- First tankōbon volume cover

シネマこんぷれっくす！ (Shinema Konpurekkusu!)
- Genre: Slapstick
- Written by: Billy
- Published by: Fujimi Shobo
- Imprint: Dragon Comics Age
- Magazine: Monthly Dragon Age
- Original run: April 8, 2017 – October 9, 2020
- Volumes: 6

= Cinema Complex! =

Japanese manga series

Cinema Complex! (シネマこんぷれっくす！, Shinema Konpurekkusu!) is a Japanese manga series written and illustrated by Billy. It was serialized in Fujimi Shobo's Monthly Dragon Age magazine from April 2017 to October 2020.

==Synopsis==
Gakuto Atagawa, a new student at Harimoku Academy and a huge movie fan, was determined to experience the kind of passionate youth he'd seen in films. However, due to a lack of members, he ends up joining the school's most eccentric club, the Film Club (nicknamed "The Death Club"), which is on the verge of being demoted to a mere hobby group. With no other choice, he sets his sights on making a student film and presenting it at the school festival, but things quickly go awry, and he finds himself engaged in daily film discussions with his eccentric upperclassmen.

==Publication==
Written and illustrated by Billy, Cinema Complex! was serialized in Fujimi Shobo's Monthly Dragon Age magazine from April 8, 2017, to October 9, 2020. Its chapters were compiled into six tankōbon volumes released from December 9, 2017, to January 9, 2021.

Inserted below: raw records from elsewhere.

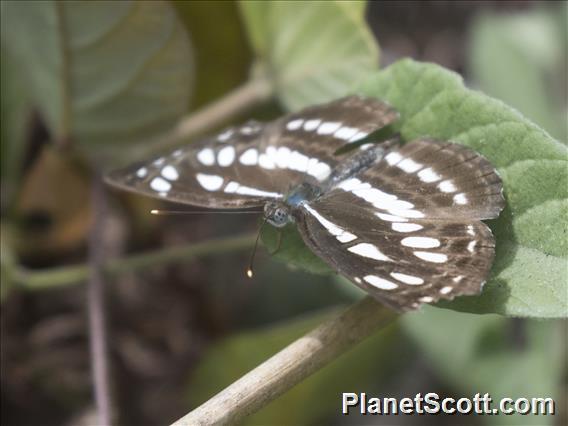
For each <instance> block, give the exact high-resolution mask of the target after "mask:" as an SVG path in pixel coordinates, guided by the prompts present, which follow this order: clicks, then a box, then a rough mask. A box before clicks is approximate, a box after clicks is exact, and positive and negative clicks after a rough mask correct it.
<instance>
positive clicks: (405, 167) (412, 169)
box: [396, 158, 423, 173]
mask: <svg viewBox="0 0 568 426" xmlns="http://www.w3.org/2000/svg"><path fill="white" fill-rule="evenodd" d="M396 166H397V167H398V168H399V169H401V170H402V171H405V172H406V173H414V172H416V171H418V170H420V169H421V168H422V167H423V165H422V164H419V163H417V162H416V161H414V160H412V159H410V158H406V159H404V160H402V161H401V162H400V163H398V164H397V165H396Z"/></svg>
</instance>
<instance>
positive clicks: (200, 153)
mask: <svg viewBox="0 0 568 426" xmlns="http://www.w3.org/2000/svg"><path fill="white" fill-rule="evenodd" d="M197 161H199V162H200V163H201V164H203V165H204V166H212V165H213V164H215V154H214V153H213V150H212V149H211V148H204V149H202V150H201V151H199V152H198V153H197Z"/></svg>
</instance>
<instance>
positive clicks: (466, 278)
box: [107, 96, 504, 311]
mask: <svg viewBox="0 0 568 426" xmlns="http://www.w3.org/2000/svg"><path fill="white" fill-rule="evenodd" d="M397 118H398V114H397V113H396V111H394V110H393V109H392V108H391V107H389V106H388V105H386V104H384V103H383V102H381V101H379V100H376V99H369V98H361V97H357V96H350V97H347V98H343V99H339V100H337V101H334V102H331V103H328V104H324V105H318V106H314V107H310V108H307V109H304V110H302V111H300V112H298V113H294V114H290V115H288V116H285V117H282V118H280V119H278V120H275V121H274V122H271V123H266V124H261V123H257V122H249V123H245V124H244V125H242V126H240V127H236V128H232V129H228V130H226V131H224V132H222V133H220V134H219V135H217V136H215V137H212V138H209V139H206V140H204V141H202V142H198V143H196V144H192V145H190V146H188V147H187V148H185V149H182V150H176V151H174V152H172V153H170V154H168V155H165V156H162V157H158V158H157V159H153V160H151V161H147V162H143V163H139V164H136V165H133V166H130V167H127V168H126V169H123V170H119V171H117V172H114V173H112V174H111V175H109V177H108V179H107V180H108V182H109V183H111V184H112V185H114V186H117V187H120V188H123V189H127V190H131V191H135V192H138V193H142V194H145V195H149V196H153V197H156V198H161V199H166V200H168V201H174V202H179V203H184V204H189V205H194V206H201V207H210V208H226V209H231V208H242V207H264V216H265V219H266V221H267V222H269V223H270V224H271V225H273V226H276V227H283V226H285V225H286V224H288V223H291V222H293V223H295V225H296V227H297V228H298V231H299V232H300V234H301V235H302V238H303V240H304V242H305V243H306V245H307V246H308V247H309V248H310V249H311V250H312V251H313V252H314V253H316V254H317V255H318V256H320V257H321V258H322V259H323V260H324V261H325V262H327V263H328V264H329V265H330V266H331V267H332V268H334V269H335V270H336V271H337V272H338V273H340V274H342V275H343V276H345V277H346V278H348V279H349V280H350V281H352V282H353V283H354V284H356V285H358V286H359V287H361V288H363V289H364V290H366V291H368V292H369V293H370V294H371V295H373V296H374V297H376V298H377V299H379V300H380V301H381V302H383V303H384V304H386V305H387V306H389V307H391V308H393V309H396V310H400V311H405V310H413V309H417V308H418V307H419V306H420V305H421V304H423V303H432V302H435V301H438V300H440V299H453V298H454V297H456V296H460V295H473V294H478V293H479V292H480V291H481V289H482V286H483V283H484V282H485V280H486V278H487V276H488V274H489V271H490V267H491V264H492V261H493V256H494V246H495V242H494V238H493V235H492V234H491V231H490V230H489V228H488V227H487V225H485V224H484V223H483V222H481V220H483V219H492V218H495V217H497V216H498V215H499V212H500V211H501V210H502V208H503V206H504V198H503V195H502V183H501V179H500V178H499V176H498V174H497V173H496V171H495V169H494V167H493V166H492V165H491V164H490V163H489V162H488V161H487V160H486V159H485V158H483V157H482V156H481V155H479V154H478V153H476V152H475V151H473V150H471V149H469V148H467V147H465V146H462V145H458V144H454V143H451V142H446V141H437V140H432V139H428V138H422V139H417V140H415V141H411V142H409V143H407V144H404V145H397V141H396V140H388V141H386V142H384V143H382V144H369V143H363V144H361V145H358V144H357V142H358V141H363V142H365V141H366V138H367V136H368V135H372V134H374V132H376V131H377V129H381V128H384V127H385V126H387V125H389V124H390V123H393V122H394V121H395V120H397ZM349 144H353V145H352V147H353V149H351V150H350V151H349V150H347V152H346V153H345V154H341V155H337V153H338V152H345V151H346V150H345V147H346V146H349Z"/></svg>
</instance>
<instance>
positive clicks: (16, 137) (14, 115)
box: [0, 44, 32, 206]
mask: <svg viewBox="0 0 568 426" xmlns="http://www.w3.org/2000/svg"><path fill="white" fill-rule="evenodd" d="M0 55H1V56H0V57H1V59H0V66H1V73H0V84H1V89H0V123H1V124H0V126H1V132H0V144H1V151H0V175H1V176H2V198H3V203H5V204H6V206H11V205H12V203H11V201H13V197H14V196H15V195H16V188H17V186H18V184H19V181H20V177H21V173H22V169H23V161H24V154H25V149H26V131H27V130H28V129H27V125H28V124H29V122H30V121H31V120H30V119H31V115H32V108H31V105H30V99H29V96H28V92H27V90H26V87H25V84H24V81H22V76H21V73H20V72H19V69H18V67H17V66H16V64H15V63H14V58H13V57H12V55H10V53H9V52H8V50H7V49H5V48H4V45H3V44H2V50H1V52H0Z"/></svg>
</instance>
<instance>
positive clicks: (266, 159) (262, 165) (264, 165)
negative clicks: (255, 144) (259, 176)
mask: <svg viewBox="0 0 568 426" xmlns="http://www.w3.org/2000/svg"><path fill="white" fill-rule="evenodd" d="M258 165H259V166H260V167H262V168H263V169H267V170H273V169H275V168H276V164H274V161H272V158H270V157H269V156H268V155H267V154H265V153H262V154H260V155H259V157H258Z"/></svg>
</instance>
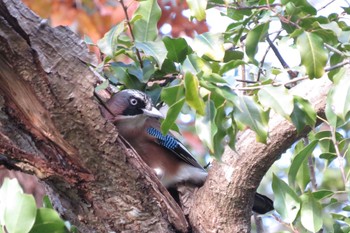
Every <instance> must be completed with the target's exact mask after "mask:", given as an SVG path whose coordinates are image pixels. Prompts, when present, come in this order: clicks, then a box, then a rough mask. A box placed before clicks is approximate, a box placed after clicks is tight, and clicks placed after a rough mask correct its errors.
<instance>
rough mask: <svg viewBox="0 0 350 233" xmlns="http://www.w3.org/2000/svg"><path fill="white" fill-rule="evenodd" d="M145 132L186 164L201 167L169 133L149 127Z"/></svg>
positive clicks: (196, 166) (200, 167) (197, 166)
mask: <svg viewBox="0 0 350 233" xmlns="http://www.w3.org/2000/svg"><path fill="white" fill-rule="evenodd" d="M147 133H148V134H149V135H151V136H153V137H155V138H156V139H157V143H158V144H159V145H161V146H163V147H165V148H166V149H168V150H170V151H172V152H173V154H174V155H175V156H177V157H178V158H179V159H181V160H183V161H185V162H186V163H188V164H191V165H192V166H194V167H198V168H201V169H203V167H202V166H201V165H200V164H199V163H198V162H197V160H196V159H195V158H193V156H192V155H191V153H190V152H189V151H188V150H187V149H186V147H185V146H184V145H182V143H181V142H180V141H178V140H177V139H176V138H174V137H173V136H171V135H169V134H168V135H165V136H164V135H163V134H162V133H161V132H160V131H159V130H157V129H155V128H153V127H150V128H147Z"/></svg>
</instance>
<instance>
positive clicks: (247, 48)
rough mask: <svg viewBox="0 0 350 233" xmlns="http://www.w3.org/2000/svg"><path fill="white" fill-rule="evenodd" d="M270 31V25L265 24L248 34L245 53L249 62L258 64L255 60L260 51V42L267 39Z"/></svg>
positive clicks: (250, 31) (262, 24)
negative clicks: (246, 55)
mask: <svg viewBox="0 0 350 233" xmlns="http://www.w3.org/2000/svg"><path fill="white" fill-rule="evenodd" d="M268 29H269V23H264V24H260V25H258V26H256V27H255V28H254V29H253V30H250V31H249V32H248V34H247V40H246V47H245V52H246V54H247V56H248V58H249V61H250V62H252V63H254V64H258V62H257V61H256V60H255V58H254V57H255V54H256V52H257V51H258V43H259V41H260V40H261V39H262V38H264V37H265V35H266V33H267V31H268Z"/></svg>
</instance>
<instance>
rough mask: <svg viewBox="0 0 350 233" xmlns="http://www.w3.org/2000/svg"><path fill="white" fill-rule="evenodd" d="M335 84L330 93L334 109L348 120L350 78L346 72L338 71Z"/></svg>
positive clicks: (332, 106)
mask: <svg viewBox="0 0 350 233" xmlns="http://www.w3.org/2000/svg"><path fill="white" fill-rule="evenodd" d="M333 79H334V82H335V85H334V86H333V87H332V89H331V90H330V92H329V93H328V97H327V98H329V101H330V102H329V104H330V107H331V109H332V111H333V112H334V113H335V114H336V115H337V116H338V117H340V119H342V120H343V121H346V120H347V114H348V113H349V111H350V101H349V100H350V78H349V77H347V75H346V73H345V72H344V73H338V74H337V75H335V76H334V77H333Z"/></svg>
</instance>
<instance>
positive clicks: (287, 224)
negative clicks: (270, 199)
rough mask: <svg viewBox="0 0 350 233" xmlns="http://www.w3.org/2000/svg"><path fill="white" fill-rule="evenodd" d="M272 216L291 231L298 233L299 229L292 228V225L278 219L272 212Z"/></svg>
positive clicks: (277, 216) (298, 231)
mask: <svg viewBox="0 0 350 233" xmlns="http://www.w3.org/2000/svg"><path fill="white" fill-rule="evenodd" d="M272 217H273V218H274V219H275V220H276V221H277V222H279V223H281V224H282V225H283V226H285V227H286V228H288V229H290V230H291V231H292V232H294V233H299V231H298V230H297V229H295V228H293V226H292V225H290V224H288V223H285V222H283V221H282V219H280V218H279V217H278V216H277V215H276V214H272Z"/></svg>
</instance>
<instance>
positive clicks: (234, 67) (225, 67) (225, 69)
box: [219, 60, 245, 75]
mask: <svg viewBox="0 0 350 233" xmlns="http://www.w3.org/2000/svg"><path fill="white" fill-rule="evenodd" d="M243 64H245V62H244V61H242V60H232V61H230V62H228V63H226V64H224V65H223V66H222V67H221V69H220V72H219V74H220V75H223V74H224V73H226V72H227V71H230V70H232V69H236V68H237V67H238V66H240V65H243Z"/></svg>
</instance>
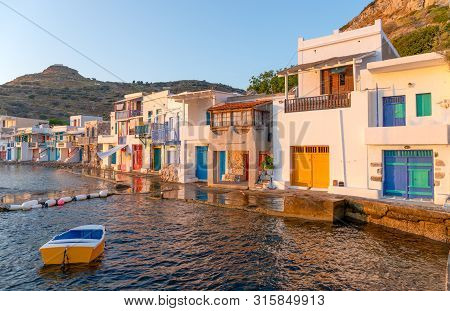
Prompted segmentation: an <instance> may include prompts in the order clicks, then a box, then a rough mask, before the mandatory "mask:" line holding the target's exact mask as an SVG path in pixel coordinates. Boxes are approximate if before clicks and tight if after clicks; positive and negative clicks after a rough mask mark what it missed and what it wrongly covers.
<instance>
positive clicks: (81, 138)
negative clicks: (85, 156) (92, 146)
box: [77, 137, 97, 146]
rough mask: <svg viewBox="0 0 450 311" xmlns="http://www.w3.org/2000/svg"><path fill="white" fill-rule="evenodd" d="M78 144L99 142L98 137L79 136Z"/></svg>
mask: <svg viewBox="0 0 450 311" xmlns="http://www.w3.org/2000/svg"><path fill="white" fill-rule="evenodd" d="M77 142H78V145H80V146H84V145H90V144H95V143H97V139H96V138H95V137H78V138H77Z"/></svg>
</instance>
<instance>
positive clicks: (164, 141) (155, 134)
mask: <svg viewBox="0 0 450 311" xmlns="http://www.w3.org/2000/svg"><path fill="white" fill-rule="evenodd" d="M151 130H152V131H151V137H152V142H153V143H156V144H165V143H177V142H179V141H180V139H179V131H178V129H174V128H169V127H168V126H166V125H165V124H157V123H153V124H152V125H151Z"/></svg>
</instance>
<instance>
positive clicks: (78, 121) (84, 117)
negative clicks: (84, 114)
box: [69, 115, 103, 127]
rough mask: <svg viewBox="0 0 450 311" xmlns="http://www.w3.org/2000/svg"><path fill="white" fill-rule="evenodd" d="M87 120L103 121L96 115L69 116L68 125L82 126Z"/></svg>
mask: <svg viewBox="0 0 450 311" xmlns="http://www.w3.org/2000/svg"><path fill="white" fill-rule="evenodd" d="M89 121H103V118H102V117H97V116H84V115H78V116H70V118H69V125H70V126H74V127H84V124H85V123H86V122H89Z"/></svg>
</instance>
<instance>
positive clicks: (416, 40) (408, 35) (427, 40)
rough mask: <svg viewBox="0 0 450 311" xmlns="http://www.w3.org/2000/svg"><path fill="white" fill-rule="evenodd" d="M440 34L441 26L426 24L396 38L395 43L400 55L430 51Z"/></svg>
mask: <svg viewBox="0 0 450 311" xmlns="http://www.w3.org/2000/svg"><path fill="white" fill-rule="evenodd" d="M438 36H439V26H437V25H433V26H426V27H422V28H419V29H417V30H414V31H412V32H410V33H408V34H406V35H404V36H402V37H400V38H397V39H395V40H394V41H393V44H394V46H395V48H396V49H397V51H398V53H399V54H400V56H409V55H416V54H422V53H428V52H431V51H433V47H434V43H435V40H436V38H437V37H438Z"/></svg>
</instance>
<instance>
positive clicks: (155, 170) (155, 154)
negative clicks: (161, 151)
mask: <svg viewBox="0 0 450 311" xmlns="http://www.w3.org/2000/svg"><path fill="white" fill-rule="evenodd" d="M160 169H161V148H155V149H153V170H155V171H159V170H160Z"/></svg>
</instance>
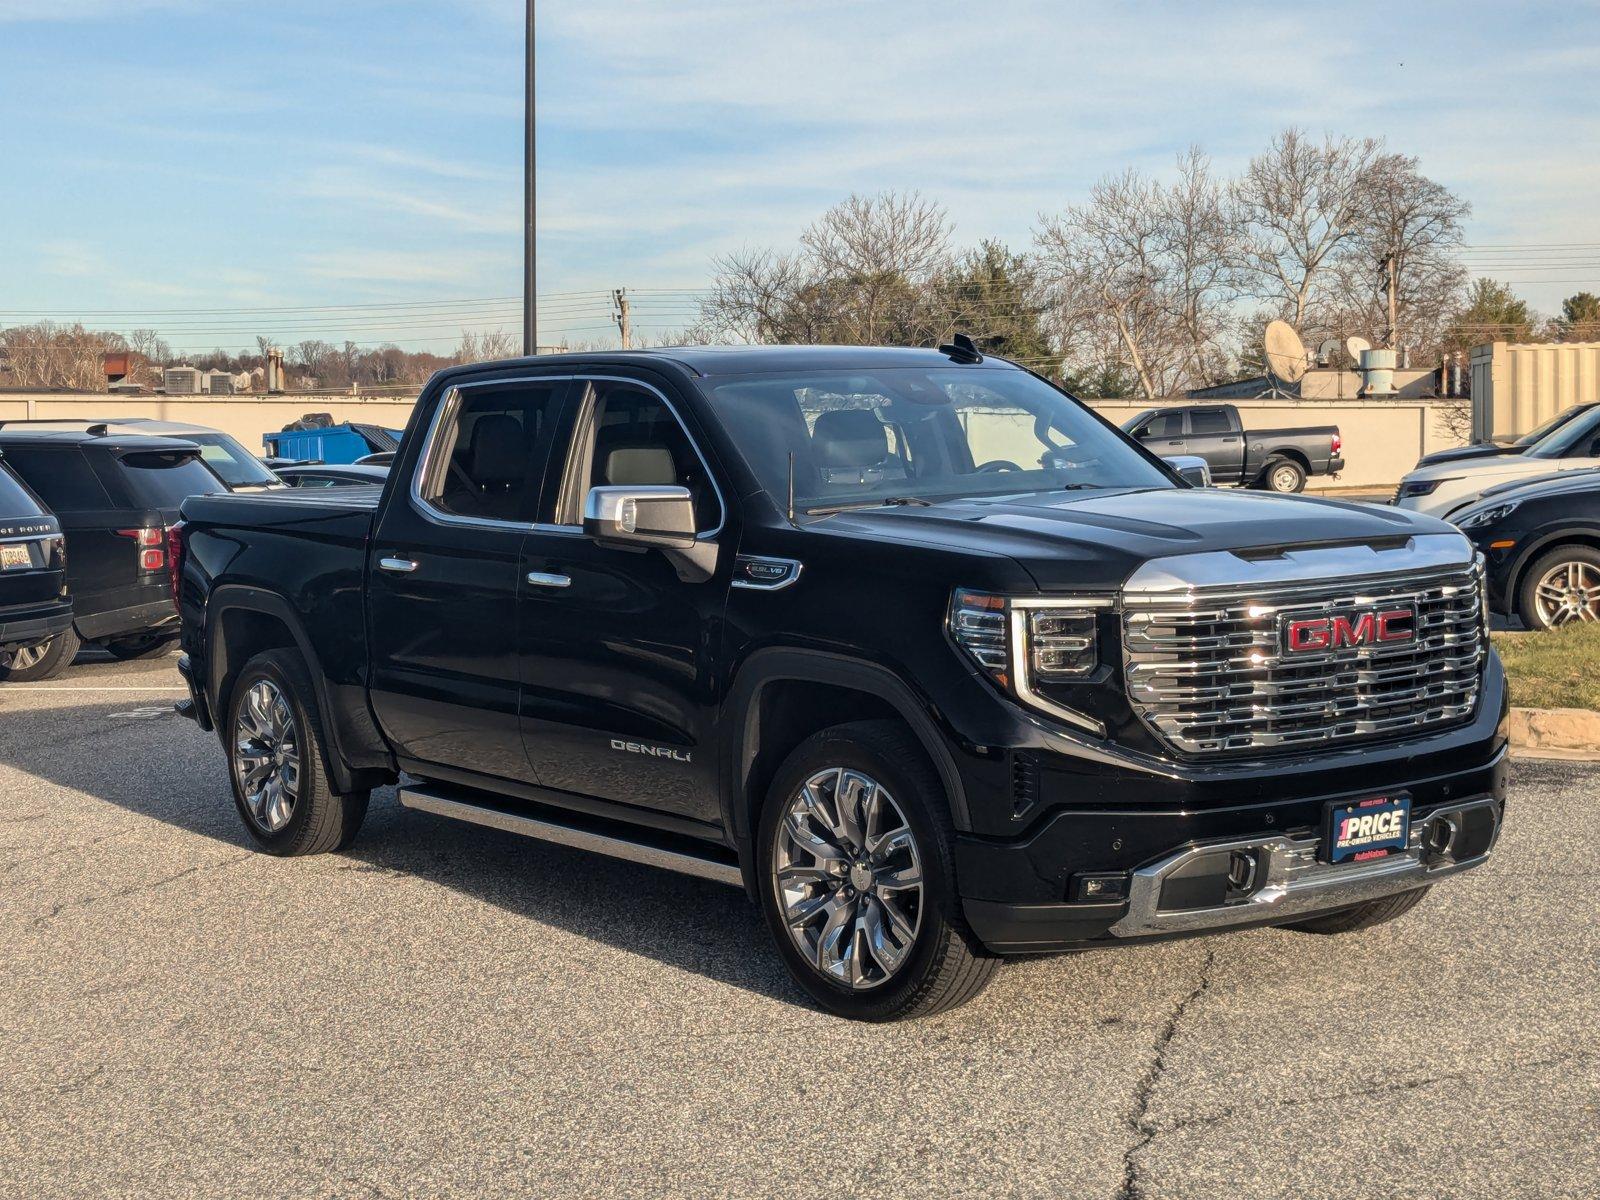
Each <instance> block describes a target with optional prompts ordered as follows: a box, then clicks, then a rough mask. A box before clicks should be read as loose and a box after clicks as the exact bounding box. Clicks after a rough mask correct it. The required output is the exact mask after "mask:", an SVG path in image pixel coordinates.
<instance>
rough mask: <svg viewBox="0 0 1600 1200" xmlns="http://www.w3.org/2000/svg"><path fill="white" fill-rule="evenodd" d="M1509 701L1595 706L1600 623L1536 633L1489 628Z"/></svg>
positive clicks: (1598, 706) (1599, 701) (1591, 708)
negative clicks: (1503, 631)
mask: <svg viewBox="0 0 1600 1200" xmlns="http://www.w3.org/2000/svg"><path fill="white" fill-rule="evenodd" d="M1494 648H1496V650H1499V653H1501V659H1504V662H1506V677H1507V678H1509V680H1510V702H1512V704H1515V706H1518V707H1528V709H1595V710H1600V624H1579V626H1563V627H1560V629H1550V630H1547V632H1542V634H1494Z"/></svg>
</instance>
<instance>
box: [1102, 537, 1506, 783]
mask: <svg viewBox="0 0 1600 1200" xmlns="http://www.w3.org/2000/svg"><path fill="white" fill-rule="evenodd" d="M1386 603H1395V605H1411V603H1414V605H1416V614H1418V616H1416V638H1414V640H1411V642H1405V643H1397V645H1376V646H1374V645H1368V646H1341V648H1338V650H1326V651H1317V653H1296V654H1285V653H1283V651H1282V648H1280V618H1283V616H1285V614H1294V616H1299V614H1307V616H1314V614H1328V613H1339V611H1349V610H1363V608H1370V606H1373V605H1386ZM1483 643H1485V632H1483V613H1482V568H1480V566H1478V565H1474V566H1466V565H1462V566H1459V568H1454V570H1450V571H1430V573H1426V574H1410V576H1387V578H1381V579H1344V581H1338V582H1323V584H1285V586H1258V587H1253V589H1250V590H1245V589H1226V587H1224V589H1202V590H1189V592H1181V594H1174V595H1168V597H1162V595H1138V597H1130V598H1128V600H1126V603H1125V610H1123V666H1125V670H1126V686H1128V699H1130V701H1131V704H1133V709H1134V712H1138V714H1139V717H1141V718H1142V720H1144V723H1146V725H1147V726H1150V730H1152V731H1154V733H1155V734H1157V736H1160V738H1162V739H1163V741H1166V742H1168V744H1170V746H1173V747H1174V749H1178V750H1182V752H1186V754H1248V752H1262V750H1277V749H1288V747H1296V746H1323V744H1330V742H1331V744H1341V742H1362V741H1376V739H1381V738H1387V736H1395V734H1403V733H1410V731H1416V730H1422V728H1442V726H1450V725H1459V723H1464V722H1466V720H1469V718H1470V717H1472V710H1474V707H1475V706H1477V699H1478V685H1480V680H1482V675H1483V654H1485V645H1483Z"/></svg>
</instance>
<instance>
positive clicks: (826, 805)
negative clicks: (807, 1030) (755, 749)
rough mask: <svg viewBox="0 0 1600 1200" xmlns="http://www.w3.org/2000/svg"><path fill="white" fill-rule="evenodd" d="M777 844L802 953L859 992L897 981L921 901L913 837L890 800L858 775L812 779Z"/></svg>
mask: <svg viewBox="0 0 1600 1200" xmlns="http://www.w3.org/2000/svg"><path fill="white" fill-rule="evenodd" d="M776 838H778V845H776V846H774V848H773V850H774V853H773V872H774V874H776V877H778V878H776V883H778V899H779V906H781V907H782V914H784V925H787V928H789V936H790V938H792V939H794V944H795V947H797V949H798V950H800V954H802V955H803V957H805V958H806V960H808V962H810V963H811V965H813V966H814V968H816V970H818V971H819V973H821V974H824V976H827V978H830V979H834V981H837V982H842V984H846V986H848V987H851V989H856V990H867V989H872V987H878V986H882V984H885V982H888V981H890V979H893V978H894V973H896V971H899V968H901V966H904V965H906V960H907V958H909V957H910V950H912V946H915V942H917V930H920V928H922V909H923V902H925V899H923V875H922V858H920V856H918V851H917V838H915V835H914V834H912V830H910V824H909V822H907V821H906V814H904V813H902V811H901V810H899V805H896V803H894V798H893V797H891V795H890V794H888V792H886V790H885V789H883V787H882V786H880V784H878V782H877V781H875V779H872V778H869V776H866V774H862V773H861V771H853V770H848V768H843V766H834V768H829V770H826V771H818V773H816V774H813V776H811V778H810V779H806V781H805V784H802V787H800V792H798V794H797V795H795V797H794V798H792V800H790V802H789V810H787V811H786V813H784V816H782V819H781V821H779V822H778V832H776Z"/></svg>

| No. | Release date | ISBN |
|---|---|---|
| 1 | December 9, 2017 | 978-4-04-072533-8 |
| 2 | October 9, 2018 | 978-4-04-072911-4 |
| 3 | May 9, 2019 | 978-4-04-073153-7 |
| 4 | October 9, 2019 | 978-4-04-073359-3 |
| 5 | May 9, 2020 | 978-4-04-073651-8 |
| 6 | January 9, 2021 | 978-4-04-073939-7 |

==Reception==
The series was nominated for the fourth Next Manga Awards in the print category and was ranked tenth.